The disconnect between confidence in physicians' abilities to care for their patients and distrust in their integrity might come down to Americans' dwindling trust in institutions, said Robert J. Blendon, ScD, professor of health policy at the Harvard T. H. Chan School of Public Health, Boston, Massachusetts, who was not involved in the Pew Center's report.

"It's very important to realize that even though the title of the report is Trust in Scientists, they didn't ask them about trust," Blendon told Medscape Medical News. The respondents were asked whether they had positive views toward them, "and it's possible to have a positive image about people who are very good at what they do, but not necessarily trust them in public debates," Blendon said.

Still, the Pew Center's poll went much further than other similar studies by distinguishing between confidence in practicing physicians and concerns about transparency and misconduct, said Blendon, who coauthored a 2014 perspective on public trust in physicians that was published in the New England Journal of Medicine.

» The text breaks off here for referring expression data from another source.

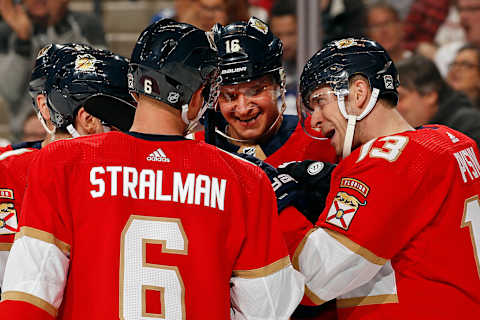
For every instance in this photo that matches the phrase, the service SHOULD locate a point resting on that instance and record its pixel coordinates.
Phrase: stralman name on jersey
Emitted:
(190, 188)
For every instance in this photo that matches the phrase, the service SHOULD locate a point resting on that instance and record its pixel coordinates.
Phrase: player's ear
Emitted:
(431, 98)
(87, 124)
(42, 106)
(195, 104)
(359, 92)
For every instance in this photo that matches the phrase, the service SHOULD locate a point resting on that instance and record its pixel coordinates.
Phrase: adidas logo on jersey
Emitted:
(158, 155)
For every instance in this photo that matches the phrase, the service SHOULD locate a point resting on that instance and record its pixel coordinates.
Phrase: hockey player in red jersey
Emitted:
(250, 115)
(104, 87)
(399, 236)
(149, 224)
(250, 120)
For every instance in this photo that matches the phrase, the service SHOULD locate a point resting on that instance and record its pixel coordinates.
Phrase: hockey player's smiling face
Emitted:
(250, 108)
(327, 118)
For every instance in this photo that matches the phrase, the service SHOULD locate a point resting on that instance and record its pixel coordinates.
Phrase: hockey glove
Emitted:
(285, 187)
(313, 178)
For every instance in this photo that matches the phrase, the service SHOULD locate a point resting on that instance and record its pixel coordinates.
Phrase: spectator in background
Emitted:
(385, 27)
(342, 18)
(469, 11)
(283, 22)
(401, 7)
(426, 98)
(26, 28)
(205, 13)
(32, 128)
(464, 73)
(423, 21)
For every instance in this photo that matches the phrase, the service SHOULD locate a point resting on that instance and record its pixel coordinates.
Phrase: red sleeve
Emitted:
(264, 243)
(10, 309)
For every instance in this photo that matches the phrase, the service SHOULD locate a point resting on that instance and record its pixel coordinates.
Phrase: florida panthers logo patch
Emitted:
(85, 63)
(8, 218)
(259, 25)
(345, 43)
(343, 209)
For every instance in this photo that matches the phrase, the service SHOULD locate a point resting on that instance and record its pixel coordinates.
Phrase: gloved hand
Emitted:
(285, 187)
(313, 178)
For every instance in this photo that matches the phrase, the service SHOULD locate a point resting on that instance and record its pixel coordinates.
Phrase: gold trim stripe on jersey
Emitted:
(354, 247)
(299, 249)
(43, 236)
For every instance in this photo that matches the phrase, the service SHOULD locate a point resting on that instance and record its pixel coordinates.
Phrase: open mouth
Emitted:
(249, 120)
(329, 134)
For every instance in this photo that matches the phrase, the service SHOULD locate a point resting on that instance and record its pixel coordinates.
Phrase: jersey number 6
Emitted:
(137, 276)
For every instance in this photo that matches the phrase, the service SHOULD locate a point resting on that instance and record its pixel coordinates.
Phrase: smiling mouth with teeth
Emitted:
(246, 121)
(330, 134)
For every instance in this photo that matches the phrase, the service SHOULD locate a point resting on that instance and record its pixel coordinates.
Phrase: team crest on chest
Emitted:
(343, 210)
(8, 218)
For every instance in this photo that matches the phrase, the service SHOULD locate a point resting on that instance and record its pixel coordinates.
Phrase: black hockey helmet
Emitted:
(334, 66)
(43, 65)
(339, 60)
(94, 79)
(247, 51)
(171, 61)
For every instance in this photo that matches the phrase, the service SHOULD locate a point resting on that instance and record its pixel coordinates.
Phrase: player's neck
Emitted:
(154, 117)
(383, 123)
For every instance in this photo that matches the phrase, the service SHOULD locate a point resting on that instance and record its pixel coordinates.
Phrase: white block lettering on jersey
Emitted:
(148, 184)
(468, 163)
(114, 170)
(37, 268)
(255, 296)
(202, 186)
(184, 190)
(159, 196)
(97, 182)
(129, 184)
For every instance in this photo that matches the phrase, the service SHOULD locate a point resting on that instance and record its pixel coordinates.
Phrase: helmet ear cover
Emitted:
(248, 51)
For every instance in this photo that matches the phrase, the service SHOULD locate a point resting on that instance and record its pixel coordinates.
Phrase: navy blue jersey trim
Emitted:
(155, 137)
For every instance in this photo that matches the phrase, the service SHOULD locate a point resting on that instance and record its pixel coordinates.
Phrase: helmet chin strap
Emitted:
(44, 124)
(74, 133)
(352, 119)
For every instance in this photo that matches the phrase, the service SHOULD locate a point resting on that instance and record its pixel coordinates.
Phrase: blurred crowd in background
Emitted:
(435, 44)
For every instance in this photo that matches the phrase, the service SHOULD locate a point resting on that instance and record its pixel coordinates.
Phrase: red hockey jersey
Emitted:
(400, 235)
(115, 225)
(14, 166)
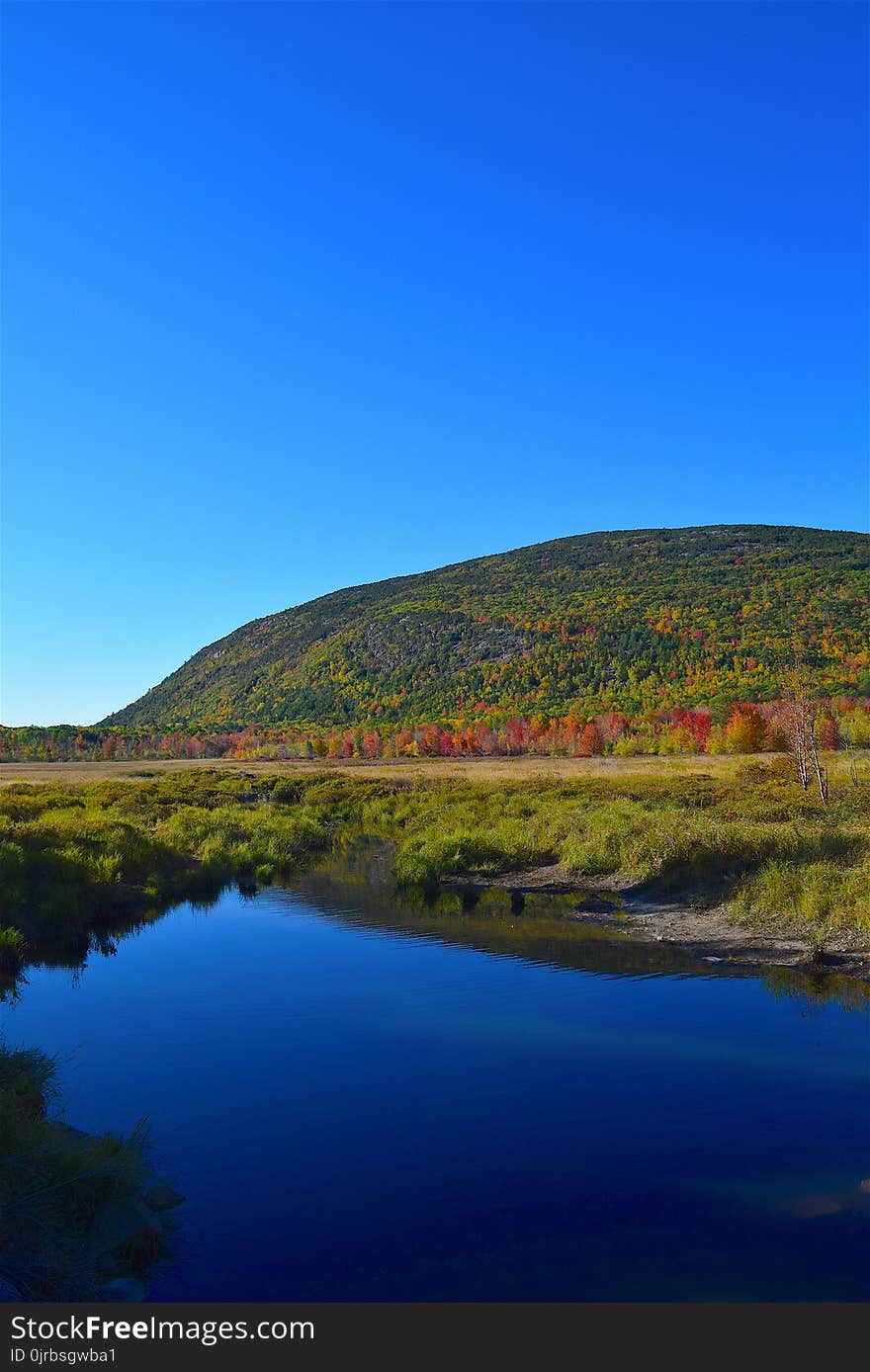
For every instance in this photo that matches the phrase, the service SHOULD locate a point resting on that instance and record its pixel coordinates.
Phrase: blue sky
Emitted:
(304, 296)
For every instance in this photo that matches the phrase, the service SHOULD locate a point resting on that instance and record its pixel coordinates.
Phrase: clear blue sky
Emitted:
(304, 296)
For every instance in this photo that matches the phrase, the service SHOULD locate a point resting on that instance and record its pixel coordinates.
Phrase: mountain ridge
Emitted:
(608, 619)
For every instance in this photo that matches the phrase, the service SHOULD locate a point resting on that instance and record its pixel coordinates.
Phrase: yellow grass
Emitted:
(466, 768)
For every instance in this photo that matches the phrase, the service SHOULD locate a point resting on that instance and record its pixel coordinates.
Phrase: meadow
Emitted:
(82, 851)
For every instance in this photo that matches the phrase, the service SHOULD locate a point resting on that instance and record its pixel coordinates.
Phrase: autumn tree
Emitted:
(799, 720)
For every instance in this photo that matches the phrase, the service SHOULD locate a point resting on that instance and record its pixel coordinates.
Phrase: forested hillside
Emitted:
(633, 621)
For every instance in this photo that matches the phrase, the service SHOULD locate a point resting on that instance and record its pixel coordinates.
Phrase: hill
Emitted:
(630, 621)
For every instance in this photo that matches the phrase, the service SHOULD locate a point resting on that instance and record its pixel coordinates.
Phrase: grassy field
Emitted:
(78, 852)
(522, 768)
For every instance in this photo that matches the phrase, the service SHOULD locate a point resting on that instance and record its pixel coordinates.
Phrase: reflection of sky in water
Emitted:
(357, 1113)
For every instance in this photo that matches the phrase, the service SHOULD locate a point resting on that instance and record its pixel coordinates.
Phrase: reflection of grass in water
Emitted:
(74, 859)
(816, 988)
(73, 1210)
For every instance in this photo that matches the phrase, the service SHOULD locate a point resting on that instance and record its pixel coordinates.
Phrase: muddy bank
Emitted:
(704, 927)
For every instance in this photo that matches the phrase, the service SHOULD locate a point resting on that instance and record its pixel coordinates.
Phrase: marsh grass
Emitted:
(74, 858)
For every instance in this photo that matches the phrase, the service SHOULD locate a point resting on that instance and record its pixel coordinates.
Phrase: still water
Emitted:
(364, 1099)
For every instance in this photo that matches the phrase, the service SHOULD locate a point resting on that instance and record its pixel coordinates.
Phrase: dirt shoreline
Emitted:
(707, 930)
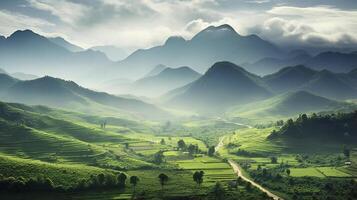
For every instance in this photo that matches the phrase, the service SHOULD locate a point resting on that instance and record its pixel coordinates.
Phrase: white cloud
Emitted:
(12, 21)
(66, 11)
(313, 26)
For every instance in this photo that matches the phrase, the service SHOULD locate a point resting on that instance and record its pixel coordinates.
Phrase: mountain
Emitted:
(167, 79)
(286, 105)
(65, 44)
(67, 94)
(112, 52)
(323, 83)
(32, 53)
(6, 81)
(289, 78)
(215, 43)
(331, 85)
(224, 84)
(270, 65)
(156, 70)
(23, 76)
(332, 61)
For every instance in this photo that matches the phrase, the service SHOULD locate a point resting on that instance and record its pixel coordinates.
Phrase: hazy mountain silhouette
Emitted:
(270, 65)
(286, 105)
(223, 85)
(323, 83)
(289, 78)
(221, 43)
(332, 61)
(112, 52)
(32, 53)
(156, 70)
(6, 81)
(64, 43)
(167, 79)
(67, 94)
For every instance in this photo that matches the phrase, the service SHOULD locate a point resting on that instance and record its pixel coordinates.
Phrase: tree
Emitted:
(121, 180)
(162, 142)
(159, 157)
(218, 191)
(181, 145)
(192, 149)
(198, 177)
(274, 159)
(346, 151)
(211, 151)
(163, 179)
(134, 181)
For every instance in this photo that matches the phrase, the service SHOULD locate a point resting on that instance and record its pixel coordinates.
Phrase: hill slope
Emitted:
(223, 85)
(67, 94)
(286, 105)
(32, 53)
(167, 79)
(221, 43)
(323, 83)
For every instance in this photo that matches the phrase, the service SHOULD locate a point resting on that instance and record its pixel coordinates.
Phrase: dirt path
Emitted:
(239, 173)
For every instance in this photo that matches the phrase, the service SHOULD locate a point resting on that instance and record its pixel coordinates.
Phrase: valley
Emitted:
(178, 100)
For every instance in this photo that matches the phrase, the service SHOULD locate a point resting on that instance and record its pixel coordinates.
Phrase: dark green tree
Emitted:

Blendon and his colleagues similarly found that patients were highly satisfied with the care they received from their physicians, but their public trust in medical institutions was low overall. "People think physicians who care for them are very good, but that doesn't mean they trust their statements in debates over national healthcare," he said.

Distrust in physicians is "absolutely a threat to public health," according to Blendon, because it bears on the likelihood that patients will follow treatments or recommendations regarding prevention. The ongoing measles epidemic is a clear example of what can happen when the public's trust in medical recommendations erodes.

To begin rebuilding that trust, "we really have to think more clearly about handling medical errors and how we disclose financial conflicts," Blendon said.